Build Modern Selling Capabilities.

While buyers are savvy, busy, pressured, risk-averse and more demanding, they still need guidance to make the best business and personal decisions. Even though customers have unprecedented access to knowledge, they face the difficulty of sorting through what matters most and finding the value among all of the options. More information doesn’t always translate into more accurate, clearer understandings; customers still need sellers to accurately diagnose their unique situations and identify the best solutions to make an informed buying decision that drives the results that they need.

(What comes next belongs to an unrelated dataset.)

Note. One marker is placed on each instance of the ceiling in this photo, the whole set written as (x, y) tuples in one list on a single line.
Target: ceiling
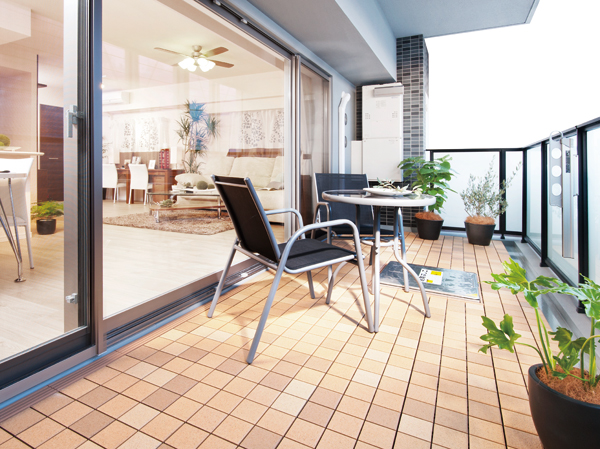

To be truly and wholly effective and differentiated in the eyes of today’s buyers, sellers need to create value in the buying experience itself — that means helping customers to better understand the true nature of a business issue and how best to address it. It is not about manipulating or controlling the customer; it’s about building credibility, fostering trust and creating value for the customer and, in turn, creating opportunities for you as the seller.

Successful selling strategies today are not achieved through one tactic or approach. Rather, it requires a broad set of selling capabilities that are constantly put into practice and refined.

How do you achieve better selling across your team at scale?

Build Agility. Drive Continuous Improvement.

To keep pace with changes in buyer behaviour and remain ahead of the competition, successful sales organisations must remain agile and strive for continuous improvement, never resting on the previous year or quarter’s success. For the largest global sales organisations, continuous skill-building at scale is not an easy task. Identifying the right skills, the right people, the right sustainment path and the right metrics to measure takes planning and expertise.

5 Keys to Transforming Your Sales Organisation

01

Start at the Top — Leadership buy-in and commitment is critical. But, the demonstration of this commitment is paramount. From the vision they communicate about the change through the behaviours they display, leaders need a clear path and set of skills and activities to lead.

02

Make It Personal — Every salesperson and sales manager comes to the table as a unique individual with strengths and gaps. Personalisation begins with giving the team visibility into their unique needs to create buy-in and engagement — it drives faster improvement. Customised, contextualised content drives immediate relevancy. And, targeted learning paths drive individual behaviour change in the field and are achievable at scale.

03

Focus on Agility — The sales process and methodology a sales organisation employs drives consistency and a common language for coaching. But, the selling skills are what drive agility in the moment with the buyer. In a world where change is constant, the most agile sales organisations are the ones that are highly skilled and can stay out in front of their buyers.

04

Plan with the End in Mind — Sustainment and measurement strategies should be planned for at the beginning of a sales transformation initiative, no matter the size or scope. Knowing the critical business metrics you need to improve should drive the types of behaviours you seek to change. And, sustaining your transformation is the best path to realising the full potential return on investment. Thoughtfully organising a plan to keep the new learning alive and drive continuous improvement is worth the investment of time up front.

05

Use Data to Keep Getting Better — Using real-time data and analytics not only shows progress to achieve goals and business outcomes, but it also allows for in-the-moment adjustments for the most targeted improvement efforts. Commitment, engagement, behaviour change and performance improvement are all measurable elements that should be tightly woven together in a data set that is not only accurate but also delivered in a way that leads to actionable insights for your business.